The convergence of technology and music often recalls innovations designed to smooth the rough edges of a live performance — Auto-Tune, Pro Tools, and their ilk. Menzies’ digital chanter does the exact opposite. It strips away any possible layer of obfuscation between the player and the sound they’re producing.
“I think there is a school of thought that says, ‘technology is a destructive force to traditional forms of music-making’ and I totally disagree with that,” said McPherson, who with years of experience with digital instrumentation, is well-equipped to speak on the subject. “Every form of music-making that we now consider traditional was once new at some point, and was frankly once driven by the technology of the day.”
He charts a course from bone flutes from millennia ago, to the advances in mechanical technology that drove the emergence of the orchestra, to analog electronic instruments that sprang up when electronic amplification became available, and today’s crop of cutting-edge synthesizers. To him, to shy away from the possibilities of modern technology is to break a musical tradition dating back as far as music itself. Crucially, the pursuit of innovation doesn’t necessarily demand a clean break from what’s gone before.

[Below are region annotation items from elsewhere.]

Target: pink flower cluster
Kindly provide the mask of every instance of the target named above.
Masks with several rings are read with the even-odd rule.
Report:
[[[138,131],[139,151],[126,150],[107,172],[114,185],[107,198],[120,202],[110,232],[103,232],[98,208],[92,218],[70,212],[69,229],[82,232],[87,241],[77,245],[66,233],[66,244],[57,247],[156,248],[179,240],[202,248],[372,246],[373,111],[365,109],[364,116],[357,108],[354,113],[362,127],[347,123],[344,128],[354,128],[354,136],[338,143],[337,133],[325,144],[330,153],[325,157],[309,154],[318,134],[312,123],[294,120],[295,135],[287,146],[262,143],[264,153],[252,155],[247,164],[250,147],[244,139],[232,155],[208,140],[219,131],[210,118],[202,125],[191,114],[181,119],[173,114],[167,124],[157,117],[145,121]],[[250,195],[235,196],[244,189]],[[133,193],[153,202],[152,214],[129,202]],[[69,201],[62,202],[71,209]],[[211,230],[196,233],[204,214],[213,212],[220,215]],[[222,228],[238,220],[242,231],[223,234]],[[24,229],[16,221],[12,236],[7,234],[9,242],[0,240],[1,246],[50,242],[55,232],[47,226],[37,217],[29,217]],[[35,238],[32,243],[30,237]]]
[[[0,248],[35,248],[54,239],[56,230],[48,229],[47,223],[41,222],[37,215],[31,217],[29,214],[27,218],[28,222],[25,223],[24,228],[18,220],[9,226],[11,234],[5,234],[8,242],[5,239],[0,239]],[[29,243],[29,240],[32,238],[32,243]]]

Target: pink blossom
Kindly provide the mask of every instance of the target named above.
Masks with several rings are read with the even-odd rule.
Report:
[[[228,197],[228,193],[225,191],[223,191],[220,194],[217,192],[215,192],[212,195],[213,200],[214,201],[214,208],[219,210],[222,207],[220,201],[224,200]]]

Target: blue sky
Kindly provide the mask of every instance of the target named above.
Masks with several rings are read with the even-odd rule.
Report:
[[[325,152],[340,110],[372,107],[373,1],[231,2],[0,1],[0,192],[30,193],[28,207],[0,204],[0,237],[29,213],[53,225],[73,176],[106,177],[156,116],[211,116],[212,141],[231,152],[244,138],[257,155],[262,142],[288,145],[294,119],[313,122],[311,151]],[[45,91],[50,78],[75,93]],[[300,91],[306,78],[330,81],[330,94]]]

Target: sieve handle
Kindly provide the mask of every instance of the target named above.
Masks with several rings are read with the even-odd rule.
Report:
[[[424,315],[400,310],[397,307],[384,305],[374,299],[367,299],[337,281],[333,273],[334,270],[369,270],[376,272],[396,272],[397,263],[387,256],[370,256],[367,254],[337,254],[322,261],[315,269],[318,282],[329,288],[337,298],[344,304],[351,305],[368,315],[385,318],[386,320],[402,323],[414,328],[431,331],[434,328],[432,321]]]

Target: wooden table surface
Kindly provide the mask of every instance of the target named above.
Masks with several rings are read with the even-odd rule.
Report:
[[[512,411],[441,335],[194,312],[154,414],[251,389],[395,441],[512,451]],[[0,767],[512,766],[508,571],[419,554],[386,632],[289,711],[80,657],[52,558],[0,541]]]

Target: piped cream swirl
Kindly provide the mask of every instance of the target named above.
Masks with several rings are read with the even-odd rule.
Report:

“I think that there is a lot to be said for figuring out how you can use a new form of technology to do something valuable that attaches to a culture that’s recognizable,” he said. “I think that that could be teaching and learning, that could be augmenting instruments to extend their capabilities — it could be any number of things.”
Technology and tradition aren’t mutually exclusive concepts. With a little care and consideration, a balance between old and new can produce great results, and Menzies has managed just that with his digital chanter.